At a high level, if we look at some of the capabilities that are available in Azure SQL, you’re going to see a lot of overlap with capabilities you’re familiar with in SQL Server on-premises.
Following are the security capabilities of Azure SQL:
- Active Directory Authentication
- Azure RBAC and locks
- Data encryption
- Dynamic Data Masking
- Advanced Data Security
In addition to that, after each capability, we’re going to try to talk about how Azure recommends you to set up and configure these things as tasks whether it’s your network security, your data protection, or monitoring.
Following are the security tasks that need to be set up for security in Azure SQL:
- Setup and configure network Security
- Setup and configure Data protection
- Setup and configure authentication and authorization
- Monitoring Security
If you think about Azure SQL, it has to be enterprise-class security just like SQL Server. As mentioned earlier, we’d have capabilities and give the users the ability to do tasks that meet their security needs.

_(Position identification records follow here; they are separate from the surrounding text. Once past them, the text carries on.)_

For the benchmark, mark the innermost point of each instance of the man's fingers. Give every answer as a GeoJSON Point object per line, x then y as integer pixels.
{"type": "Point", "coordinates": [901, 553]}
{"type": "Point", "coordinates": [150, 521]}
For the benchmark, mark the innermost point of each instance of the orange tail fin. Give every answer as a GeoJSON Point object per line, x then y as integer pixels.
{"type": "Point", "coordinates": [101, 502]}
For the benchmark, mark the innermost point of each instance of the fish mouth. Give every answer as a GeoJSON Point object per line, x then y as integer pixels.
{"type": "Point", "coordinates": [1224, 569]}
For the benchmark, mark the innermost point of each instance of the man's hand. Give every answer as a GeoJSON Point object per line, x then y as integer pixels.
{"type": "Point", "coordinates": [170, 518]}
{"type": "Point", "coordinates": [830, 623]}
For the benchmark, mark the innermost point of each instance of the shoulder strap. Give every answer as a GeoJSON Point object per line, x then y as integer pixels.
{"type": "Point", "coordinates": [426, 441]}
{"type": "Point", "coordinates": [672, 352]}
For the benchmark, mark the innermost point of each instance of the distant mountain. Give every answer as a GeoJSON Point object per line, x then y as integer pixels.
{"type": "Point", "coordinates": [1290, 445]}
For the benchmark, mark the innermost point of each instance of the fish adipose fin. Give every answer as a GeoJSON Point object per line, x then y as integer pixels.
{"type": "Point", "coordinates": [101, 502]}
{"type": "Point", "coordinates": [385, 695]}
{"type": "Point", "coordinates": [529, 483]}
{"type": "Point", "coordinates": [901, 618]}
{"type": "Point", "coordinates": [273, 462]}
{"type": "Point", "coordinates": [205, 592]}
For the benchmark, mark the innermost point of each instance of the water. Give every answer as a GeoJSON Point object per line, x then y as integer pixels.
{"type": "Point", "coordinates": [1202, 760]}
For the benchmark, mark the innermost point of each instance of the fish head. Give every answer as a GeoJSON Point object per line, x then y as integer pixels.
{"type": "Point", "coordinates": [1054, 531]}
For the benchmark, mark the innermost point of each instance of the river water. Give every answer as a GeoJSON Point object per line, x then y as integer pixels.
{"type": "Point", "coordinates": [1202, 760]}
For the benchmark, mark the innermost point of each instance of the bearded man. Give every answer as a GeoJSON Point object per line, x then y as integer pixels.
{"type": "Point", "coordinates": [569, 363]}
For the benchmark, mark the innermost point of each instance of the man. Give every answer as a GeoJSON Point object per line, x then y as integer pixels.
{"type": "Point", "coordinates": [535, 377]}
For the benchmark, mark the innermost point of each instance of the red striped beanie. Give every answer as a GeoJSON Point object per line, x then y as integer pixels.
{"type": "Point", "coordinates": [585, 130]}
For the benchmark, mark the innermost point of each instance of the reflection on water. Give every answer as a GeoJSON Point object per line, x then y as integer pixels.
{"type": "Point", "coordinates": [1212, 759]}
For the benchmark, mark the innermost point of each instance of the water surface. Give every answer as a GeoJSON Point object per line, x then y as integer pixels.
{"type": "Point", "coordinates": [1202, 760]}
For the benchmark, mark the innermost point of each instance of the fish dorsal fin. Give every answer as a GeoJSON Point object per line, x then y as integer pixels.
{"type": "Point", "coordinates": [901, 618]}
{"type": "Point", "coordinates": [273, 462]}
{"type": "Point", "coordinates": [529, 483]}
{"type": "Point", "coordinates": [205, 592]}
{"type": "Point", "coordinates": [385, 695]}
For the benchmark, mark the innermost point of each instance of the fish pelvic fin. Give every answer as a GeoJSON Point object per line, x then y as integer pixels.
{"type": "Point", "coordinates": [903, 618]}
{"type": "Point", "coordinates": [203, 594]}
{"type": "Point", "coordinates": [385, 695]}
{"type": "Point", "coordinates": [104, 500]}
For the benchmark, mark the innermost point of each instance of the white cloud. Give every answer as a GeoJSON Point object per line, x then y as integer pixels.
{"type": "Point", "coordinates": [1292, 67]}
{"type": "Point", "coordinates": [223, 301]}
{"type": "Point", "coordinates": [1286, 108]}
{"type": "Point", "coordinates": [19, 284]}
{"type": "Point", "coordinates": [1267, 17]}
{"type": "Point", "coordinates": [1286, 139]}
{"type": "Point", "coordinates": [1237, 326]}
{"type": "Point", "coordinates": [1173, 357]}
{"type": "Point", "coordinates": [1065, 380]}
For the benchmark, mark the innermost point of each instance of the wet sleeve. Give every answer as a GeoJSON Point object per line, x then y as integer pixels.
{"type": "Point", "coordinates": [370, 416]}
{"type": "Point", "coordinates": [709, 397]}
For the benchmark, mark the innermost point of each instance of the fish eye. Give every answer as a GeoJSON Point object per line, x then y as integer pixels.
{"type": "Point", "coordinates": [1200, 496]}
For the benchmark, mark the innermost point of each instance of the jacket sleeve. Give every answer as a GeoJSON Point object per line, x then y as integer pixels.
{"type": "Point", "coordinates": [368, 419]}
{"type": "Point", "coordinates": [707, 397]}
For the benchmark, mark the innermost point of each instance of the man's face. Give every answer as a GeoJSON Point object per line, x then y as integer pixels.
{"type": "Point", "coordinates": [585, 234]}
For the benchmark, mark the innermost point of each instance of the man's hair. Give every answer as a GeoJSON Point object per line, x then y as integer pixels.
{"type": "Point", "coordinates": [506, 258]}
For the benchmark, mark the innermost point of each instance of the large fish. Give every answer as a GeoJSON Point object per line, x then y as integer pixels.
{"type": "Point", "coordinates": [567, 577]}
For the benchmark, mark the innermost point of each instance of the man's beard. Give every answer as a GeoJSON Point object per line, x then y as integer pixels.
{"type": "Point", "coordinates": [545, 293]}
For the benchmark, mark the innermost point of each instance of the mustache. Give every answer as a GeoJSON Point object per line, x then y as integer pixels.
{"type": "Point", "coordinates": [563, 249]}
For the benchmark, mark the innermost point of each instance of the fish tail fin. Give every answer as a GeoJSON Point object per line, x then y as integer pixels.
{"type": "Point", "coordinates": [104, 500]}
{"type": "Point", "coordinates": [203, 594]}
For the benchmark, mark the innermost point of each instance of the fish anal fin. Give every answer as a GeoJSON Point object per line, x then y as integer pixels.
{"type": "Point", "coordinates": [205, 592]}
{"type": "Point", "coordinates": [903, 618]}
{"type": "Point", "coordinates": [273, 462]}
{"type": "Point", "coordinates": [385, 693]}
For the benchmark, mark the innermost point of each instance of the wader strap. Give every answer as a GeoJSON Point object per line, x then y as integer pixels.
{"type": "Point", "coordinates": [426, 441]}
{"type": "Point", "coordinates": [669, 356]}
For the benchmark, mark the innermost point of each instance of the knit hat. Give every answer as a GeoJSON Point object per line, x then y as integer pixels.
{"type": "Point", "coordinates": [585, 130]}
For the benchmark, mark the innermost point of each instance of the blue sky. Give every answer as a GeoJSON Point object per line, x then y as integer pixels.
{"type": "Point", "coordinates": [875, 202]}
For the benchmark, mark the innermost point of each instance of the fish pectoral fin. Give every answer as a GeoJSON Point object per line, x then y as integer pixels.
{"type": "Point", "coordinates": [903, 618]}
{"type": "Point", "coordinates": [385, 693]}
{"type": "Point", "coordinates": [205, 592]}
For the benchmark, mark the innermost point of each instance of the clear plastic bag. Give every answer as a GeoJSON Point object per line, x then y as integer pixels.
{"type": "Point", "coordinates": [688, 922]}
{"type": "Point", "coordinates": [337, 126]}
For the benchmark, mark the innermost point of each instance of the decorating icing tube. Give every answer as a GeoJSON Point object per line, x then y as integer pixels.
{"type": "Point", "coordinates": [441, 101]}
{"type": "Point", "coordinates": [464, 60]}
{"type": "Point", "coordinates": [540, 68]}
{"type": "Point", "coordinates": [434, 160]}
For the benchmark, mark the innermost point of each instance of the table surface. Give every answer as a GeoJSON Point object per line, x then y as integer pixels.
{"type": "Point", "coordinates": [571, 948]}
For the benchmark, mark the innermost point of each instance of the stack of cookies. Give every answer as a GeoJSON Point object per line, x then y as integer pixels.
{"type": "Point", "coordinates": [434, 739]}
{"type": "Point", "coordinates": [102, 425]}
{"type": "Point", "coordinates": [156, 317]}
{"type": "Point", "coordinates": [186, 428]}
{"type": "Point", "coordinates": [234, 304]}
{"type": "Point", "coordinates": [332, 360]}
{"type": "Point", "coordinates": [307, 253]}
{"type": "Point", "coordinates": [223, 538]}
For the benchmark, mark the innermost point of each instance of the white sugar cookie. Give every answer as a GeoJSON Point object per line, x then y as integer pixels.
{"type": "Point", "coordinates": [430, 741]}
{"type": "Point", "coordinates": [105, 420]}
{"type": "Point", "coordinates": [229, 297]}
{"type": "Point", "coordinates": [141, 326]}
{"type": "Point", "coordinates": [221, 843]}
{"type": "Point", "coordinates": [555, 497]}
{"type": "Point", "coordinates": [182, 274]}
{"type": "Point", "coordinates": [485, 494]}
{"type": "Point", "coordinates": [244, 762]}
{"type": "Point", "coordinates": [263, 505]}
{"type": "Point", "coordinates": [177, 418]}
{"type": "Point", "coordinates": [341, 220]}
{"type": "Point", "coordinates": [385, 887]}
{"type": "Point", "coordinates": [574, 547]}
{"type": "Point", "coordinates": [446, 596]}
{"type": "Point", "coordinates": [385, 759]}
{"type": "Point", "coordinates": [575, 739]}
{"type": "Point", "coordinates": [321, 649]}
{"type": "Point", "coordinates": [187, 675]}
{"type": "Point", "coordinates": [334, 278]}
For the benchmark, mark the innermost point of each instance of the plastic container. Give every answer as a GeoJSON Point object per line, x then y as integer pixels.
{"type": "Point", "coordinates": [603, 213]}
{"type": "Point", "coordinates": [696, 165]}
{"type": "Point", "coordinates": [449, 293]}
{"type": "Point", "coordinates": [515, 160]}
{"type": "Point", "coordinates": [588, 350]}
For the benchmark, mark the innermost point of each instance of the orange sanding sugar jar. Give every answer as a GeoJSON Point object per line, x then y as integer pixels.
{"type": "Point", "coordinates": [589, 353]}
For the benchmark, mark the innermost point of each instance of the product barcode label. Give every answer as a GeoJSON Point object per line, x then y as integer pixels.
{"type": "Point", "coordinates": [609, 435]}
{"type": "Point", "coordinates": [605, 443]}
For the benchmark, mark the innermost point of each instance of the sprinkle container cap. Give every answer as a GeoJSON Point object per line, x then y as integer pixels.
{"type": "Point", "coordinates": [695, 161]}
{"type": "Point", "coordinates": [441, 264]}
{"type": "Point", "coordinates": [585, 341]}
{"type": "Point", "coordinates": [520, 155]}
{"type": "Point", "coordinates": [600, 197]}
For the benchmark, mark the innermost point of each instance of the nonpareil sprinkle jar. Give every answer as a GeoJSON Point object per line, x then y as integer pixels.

This module has four major areas as listed below:
- Firewall Rules,NSG
- Private Link
Identity and Access:
- Authentication options: Azure AD, SQL Auth, Windows Auth
- Azure RBAC
- Roles and Permissions
- Row-level security
- Encryption-in-use(Always Encrypted)
- User-managed keys
- Dynamic Data Masking
- Advanced Threat Detection
- SQL Audit
- Audit Integration with Log Analytics and Event Hubs
- Vulnerability Assessment
- Data Discovery and Classification
- Azure Security Center
This includes network security, for things like the private link or maybe identity and access to do Active Directory authentication into your Azure SQL database. Or it can be data protection, for the different encryption options and even things like Dynamic Data Masking.
Then finally, you need to manage this whole thing. It has various aspects of Azure SQL security management, things you’re familiar with, like auditing, but also new capabilities, things like Advanced Threat Protection. So you’ve seen the overview of Azure SQL security.